MEDICINA MONASTICA E BIZANTINA (fine)
Nell'anno 326 Costantino aveva annunciato che la nuova capitale dell'Impero Romano d'Oriente -a lui rivelatasi in sogno- doveva essere la città di Bisanzio, un'antica città greca fondata nel 657 a.C., e il 12 maggio del 330 fondò sulla vecchia Bisanzio la Nuova Roma, che avrebbe poi preso il nome di Costantinopoli.
Una civiltà, la bizantina, che sarebbe durata mille anni.
Ma il suo ruolo nella cultura europea fu "quasi esclusivamente di imbalsamazione e di conservazione". L'organizzazione medica ricalcava la romana: v'erano anche a Bisanzio gli archiatri di palazzo e quelli popolari, i quali ultimi erano anche incaricati dell'insegnamento. Tuttavia, seguendo le usanze fastose della corte, i medici che ne facevano parte ricoprivano anche alte cariche onorifiche, portavano insegne fastose e indossavano vesti sontuose.
Tra i medici bizantini si distinse in particolare Oribasio, nato a Pergamo intorno all'anno 325, che divenne medico personale di Giuliano l'Apostata e tramandò -con la sua monumentale opera Sinagoghe mediche- le opere dei maggiori medici del passato.
Il primo medico cristiano di un certo rilievo fu Ezio di Amida (502-575), impregnato tuttavia non solo del misticismo cristiano ma anche della superstizione pagana, delle formule magiche e degli incantesimi, pur dichiarandosi egli fedele seguace di Galeno. Fu il primo a fare menzione -in terapia- della canfora, dei chiodi di garofano e di altre droghe orientali, più tardi introdotte abbondantemente dagli Arabi. Ma si avvaleva anche di formule magiche e di incantesimi sia nella preparazione dei rimedi che in alcuni procedimenti terapeutici.

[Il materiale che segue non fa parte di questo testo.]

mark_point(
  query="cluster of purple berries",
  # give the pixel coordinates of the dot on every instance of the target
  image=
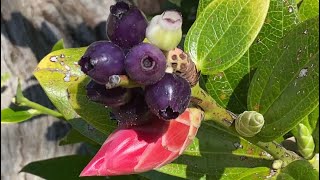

Un altro grande medico di questo periodo, Alessandro di Tralles (525-605), viene ricordato specialmente per i suoi Dodici Libri di Medicina, nei quali mostra di essere abbastanza d'accordo con Ippocrate e Galeno sulla dottrina degli umori. Si serviva in modo oculato dei rimedi di cui poteva disporre; ma quando questi fallivano non esitava anche lui a ricorrere a quelli magici.
Paolo d'Egina (625-690) fu l'ultimo dei grandi medici cristiani, interessato in particolare alla chirurgia, cui dedicò sei dei sette libri della sua Enciclopedia. La celebre Opera chirurgica di Fabrizio d'Acquapendente pubblicata nel 1592 è in gran parte un estratto di questa Enciclopedia, in cui sono descritte dettagliatamente la flebotomia, la coppettazione, la cauterizzazione, la legatura dei vasi, la tracheotomia, la paracentesi, la resezione delle costole nell'empiema, l'emorroidectomia, l'asportazione di cataratta.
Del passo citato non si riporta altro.